Bei der Klägerin, die 1955 und damit vor dem Stichtag geboren ist, ist keine Berufsunfähigkeit in diesem Sinne eingetreten. Bisheriger Beruf im Sinne des § 240 Abs. 1 SGB VI kann nur eine versicherungspflichtige Tätigkeit sein (Kamprad in Hauck/Noftz, SGB, 05/08, § 240 SGB VI Rn. 17). Die einzige versicherungspflichtige Tätigkeit, die die seit 1981 zunächst in Polen, seit 1992 dann in Deutschland selbstständig tätige Klägerin insoweit ausgeübt hat, ist die einer Verkaufsberaterin in einem Schuhgeschäft. Diese Tätigkeit hat sie im Zeitraum vom 01.03.2008 bis 31.03.2009 ausgeübt, mithin erst nach ihrem Fahrradunfall, den sie bereits im Jahr 2007 erlitten hatte, zunächst neben ihrer selbstständigen Tätigkeit im Großhandel, den sie erst rückwirkend auf den 31.12.2018 abgemeldet hat. Die versicherungspflichtige Tätigkeit endete durch Kündigung. Arbeitsunfähigkeit bestand im nahezu gesamten Zeitraum nicht, wie sich der Aufstellung der T. Krankenkasse vom 24.06.2015 ergibt, sondern erst ab 30.03.2009 mit Aufnahme ins Krankenhaus zur Durchführung der ersten Operation im Schulterbereich. Damit ist bereits fraglich, ob die Tätigkeit tatsächlich aus gesundheitlichen Gründen aufgegeben wurde. Jedenfalls geht der Senat ebenso wie das SG davon aus, dass die Klägerin unter Zugrundelegung des vom BSG entwickelten Mehrstufenschemas auf dem allgemeinen Arbeitsmarkt breit verweisbar ist entsprechend ihrer oben dargestellten Leistungsfähigkeit.

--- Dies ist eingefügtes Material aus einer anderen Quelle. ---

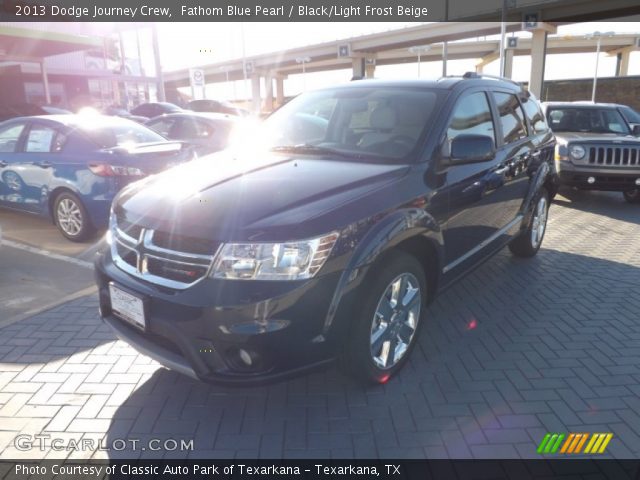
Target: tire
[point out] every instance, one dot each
(369, 338)
(528, 243)
(632, 196)
(71, 218)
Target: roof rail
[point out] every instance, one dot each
(494, 77)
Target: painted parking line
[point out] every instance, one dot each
(46, 253)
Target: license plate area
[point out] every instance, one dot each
(128, 306)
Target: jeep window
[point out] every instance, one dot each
(592, 120)
(535, 115)
(383, 124)
(629, 114)
(511, 117)
(472, 115)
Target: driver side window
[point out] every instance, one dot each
(9, 137)
(471, 116)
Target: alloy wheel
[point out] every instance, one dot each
(539, 224)
(69, 217)
(395, 321)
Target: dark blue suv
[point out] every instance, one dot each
(327, 233)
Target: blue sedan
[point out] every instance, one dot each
(69, 167)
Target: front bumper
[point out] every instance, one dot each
(606, 179)
(200, 331)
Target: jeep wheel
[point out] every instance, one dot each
(528, 242)
(384, 333)
(632, 196)
(72, 218)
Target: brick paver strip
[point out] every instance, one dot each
(555, 348)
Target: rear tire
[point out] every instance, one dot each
(384, 332)
(72, 218)
(632, 196)
(528, 243)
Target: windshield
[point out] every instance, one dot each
(121, 134)
(593, 120)
(383, 123)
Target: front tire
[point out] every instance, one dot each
(528, 243)
(71, 217)
(632, 196)
(385, 331)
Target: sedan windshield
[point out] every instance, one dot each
(359, 122)
(592, 120)
(119, 134)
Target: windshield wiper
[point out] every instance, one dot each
(306, 148)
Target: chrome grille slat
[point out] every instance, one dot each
(142, 258)
(612, 156)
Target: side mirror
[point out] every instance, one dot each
(471, 148)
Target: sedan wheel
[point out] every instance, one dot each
(71, 217)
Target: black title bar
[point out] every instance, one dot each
(315, 10)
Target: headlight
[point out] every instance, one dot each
(577, 151)
(274, 261)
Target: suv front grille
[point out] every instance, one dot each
(618, 156)
(169, 260)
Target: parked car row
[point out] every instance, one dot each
(326, 235)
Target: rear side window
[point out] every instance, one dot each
(9, 137)
(511, 117)
(43, 139)
(472, 116)
(162, 126)
(535, 115)
(191, 128)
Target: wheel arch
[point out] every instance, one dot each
(412, 231)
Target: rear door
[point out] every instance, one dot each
(477, 190)
(12, 185)
(515, 146)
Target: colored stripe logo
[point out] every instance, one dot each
(573, 443)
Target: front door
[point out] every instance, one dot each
(479, 209)
(12, 186)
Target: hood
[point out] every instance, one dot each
(275, 198)
(589, 137)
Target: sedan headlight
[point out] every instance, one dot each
(577, 151)
(274, 261)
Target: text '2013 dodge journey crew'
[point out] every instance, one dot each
(328, 235)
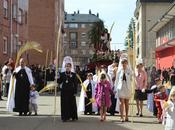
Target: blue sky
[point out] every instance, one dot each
(118, 11)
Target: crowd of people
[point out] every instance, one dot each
(108, 90)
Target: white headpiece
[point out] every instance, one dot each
(123, 57)
(139, 61)
(67, 60)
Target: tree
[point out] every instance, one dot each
(129, 40)
(95, 34)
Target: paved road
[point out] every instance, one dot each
(45, 120)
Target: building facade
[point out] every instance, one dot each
(147, 12)
(165, 39)
(76, 40)
(13, 27)
(45, 18)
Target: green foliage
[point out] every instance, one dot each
(130, 34)
(95, 34)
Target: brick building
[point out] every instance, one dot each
(76, 40)
(44, 20)
(13, 27)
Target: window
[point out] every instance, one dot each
(73, 40)
(14, 11)
(5, 42)
(83, 25)
(83, 34)
(65, 25)
(83, 43)
(15, 40)
(20, 16)
(73, 25)
(5, 8)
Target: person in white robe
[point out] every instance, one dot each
(123, 86)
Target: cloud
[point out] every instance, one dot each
(119, 11)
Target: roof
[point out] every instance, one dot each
(81, 18)
(165, 18)
(147, 1)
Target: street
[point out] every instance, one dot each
(45, 119)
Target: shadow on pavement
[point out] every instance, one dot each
(48, 123)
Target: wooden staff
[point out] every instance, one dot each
(47, 54)
(51, 57)
(56, 72)
(133, 80)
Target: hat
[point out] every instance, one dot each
(68, 60)
(139, 61)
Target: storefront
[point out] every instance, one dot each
(165, 39)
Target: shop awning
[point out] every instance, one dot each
(170, 14)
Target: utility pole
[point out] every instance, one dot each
(11, 29)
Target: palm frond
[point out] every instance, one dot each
(50, 86)
(28, 46)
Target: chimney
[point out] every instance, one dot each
(98, 15)
(90, 11)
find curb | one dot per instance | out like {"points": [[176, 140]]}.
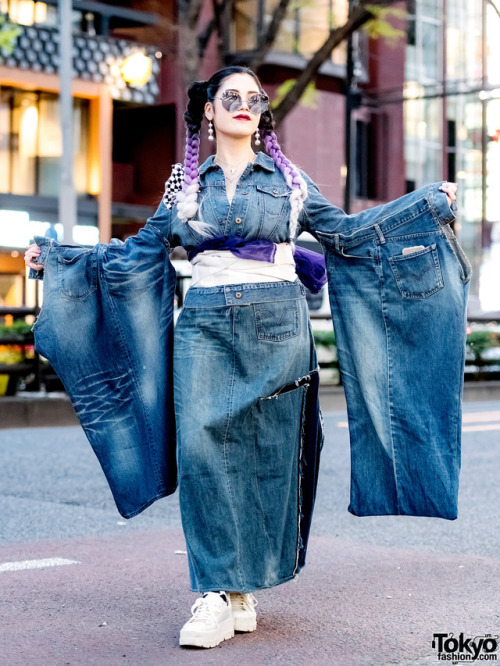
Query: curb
{"points": [[37, 410]]}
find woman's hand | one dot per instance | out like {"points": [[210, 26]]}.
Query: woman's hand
{"points": [[32, 252], [451, 191]]}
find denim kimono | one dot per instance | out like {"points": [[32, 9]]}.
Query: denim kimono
{"points": [[398, 283]]}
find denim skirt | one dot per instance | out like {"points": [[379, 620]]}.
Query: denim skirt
{"points": [[249, 433]]}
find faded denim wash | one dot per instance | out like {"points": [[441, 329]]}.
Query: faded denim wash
{"points": [[399, 320]]}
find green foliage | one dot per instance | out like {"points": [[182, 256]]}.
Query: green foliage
{"points": [[479, 341], [308, 99], [379, 26], [8, 34]]}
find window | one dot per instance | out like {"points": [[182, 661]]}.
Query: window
{"points": [[31, 144], [303, 30]]}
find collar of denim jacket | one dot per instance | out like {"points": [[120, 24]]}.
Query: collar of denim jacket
{"points": [[263, 160]]}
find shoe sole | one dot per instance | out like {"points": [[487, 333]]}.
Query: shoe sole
{"points": [[223, 633], [245, 625]]}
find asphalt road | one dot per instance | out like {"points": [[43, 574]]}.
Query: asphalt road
{"points": [[108, 591]]}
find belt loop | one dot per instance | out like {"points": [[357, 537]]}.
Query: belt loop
{"points": [[380, 235]]}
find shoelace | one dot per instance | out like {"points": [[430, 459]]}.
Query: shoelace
{"points": [[245, 600], [203, 609]]}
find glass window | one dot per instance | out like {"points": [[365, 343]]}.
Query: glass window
{"points": [[31, 143], [11, 290], [303, 30]]}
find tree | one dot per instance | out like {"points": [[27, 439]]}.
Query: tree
{"points": [[193, 41]]}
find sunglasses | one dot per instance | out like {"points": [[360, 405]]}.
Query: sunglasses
{"points": [[232, 101]]}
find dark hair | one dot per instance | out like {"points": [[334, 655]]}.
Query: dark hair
{"points": [[199, 93]]}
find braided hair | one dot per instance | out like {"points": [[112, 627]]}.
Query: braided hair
{"points": [[199, 93]]}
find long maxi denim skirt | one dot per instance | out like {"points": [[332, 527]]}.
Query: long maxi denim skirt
{"points": [[249, 433]]}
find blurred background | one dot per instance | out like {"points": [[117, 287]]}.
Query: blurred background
{"points": [[372, 100]]}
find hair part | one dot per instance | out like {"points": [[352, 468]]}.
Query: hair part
{"points": [[199, 93]]}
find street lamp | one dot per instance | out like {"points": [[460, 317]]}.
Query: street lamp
{"points": [[136, 69]]}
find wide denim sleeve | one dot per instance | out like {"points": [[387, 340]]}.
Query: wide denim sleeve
{"points": [[320, 215]]}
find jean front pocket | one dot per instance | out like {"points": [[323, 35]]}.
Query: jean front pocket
{"points": [[276, 321], [77, 276], [418, 273]]}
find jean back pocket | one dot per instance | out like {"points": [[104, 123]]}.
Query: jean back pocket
{"points": [[276, 320], [418, 274]]}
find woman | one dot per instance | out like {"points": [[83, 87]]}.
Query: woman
{"points": [[245, 368]]}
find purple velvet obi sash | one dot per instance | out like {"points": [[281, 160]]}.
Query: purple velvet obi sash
{"points": [[310, 266]]}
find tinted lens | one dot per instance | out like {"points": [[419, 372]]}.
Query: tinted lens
{"points": [[258, 103], [231, 101]]}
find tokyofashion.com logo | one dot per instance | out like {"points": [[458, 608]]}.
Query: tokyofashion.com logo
{"points": [[460, 648]]}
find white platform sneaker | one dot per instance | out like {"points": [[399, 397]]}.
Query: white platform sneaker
{"points": [[212, 621], [245, 617]]}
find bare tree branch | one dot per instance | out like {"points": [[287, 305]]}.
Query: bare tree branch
{"points": [[267, 39], [358, 17]]}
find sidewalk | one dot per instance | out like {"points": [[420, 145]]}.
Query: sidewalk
{"points": [[54, 409]]}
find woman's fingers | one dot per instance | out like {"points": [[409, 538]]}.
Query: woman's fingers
{"points": [[32, 253], [451, 191]]}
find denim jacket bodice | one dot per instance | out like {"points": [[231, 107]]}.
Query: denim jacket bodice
{"points": [[398, 283], [259, 210]]}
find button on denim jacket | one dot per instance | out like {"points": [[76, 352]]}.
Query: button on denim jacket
{"points": [[398, 282]]}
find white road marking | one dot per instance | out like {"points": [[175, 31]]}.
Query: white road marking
{"points": [[35, 564]]}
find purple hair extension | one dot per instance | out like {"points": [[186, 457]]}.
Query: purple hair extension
{"points": [[292, 177], [187, 197]]}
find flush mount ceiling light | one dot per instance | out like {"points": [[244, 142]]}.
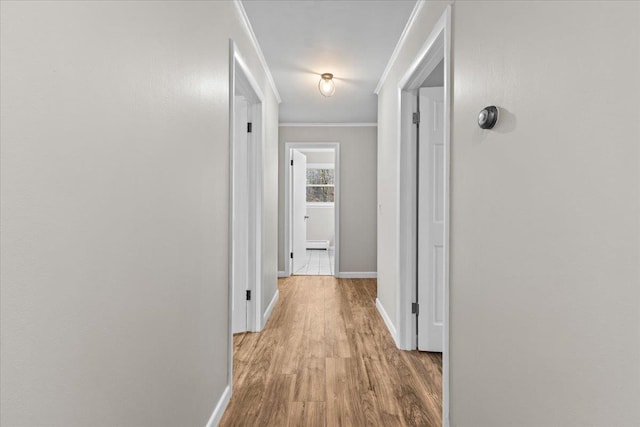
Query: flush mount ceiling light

Selbst wenn der Klägerin für diese Tätigkeit Berufsschutz im Sinne einer Einzelhandelsfachverkäuferin zukommen würde, wäre sie, wie von der Beklagten zutreffend im Schreiben vom 19.07.2018 ausgeführt, auf die Tätigkeiten einer Telefonistin verweisbar (vgl. hierzu Hessisches LSG, Urteil vom 29.01.2019 – L 2 R 237/16 – Juris Rn. 95).

Damit ist die Berufung insgesamt zurückzuweisen.

Die Kostenentscheidung beruht auf § 193 SGG.

Die Revision war nicht zuzulassen, da Gründe hierfür (§ 160 Abs. 2 SGG) nicht vorliegen.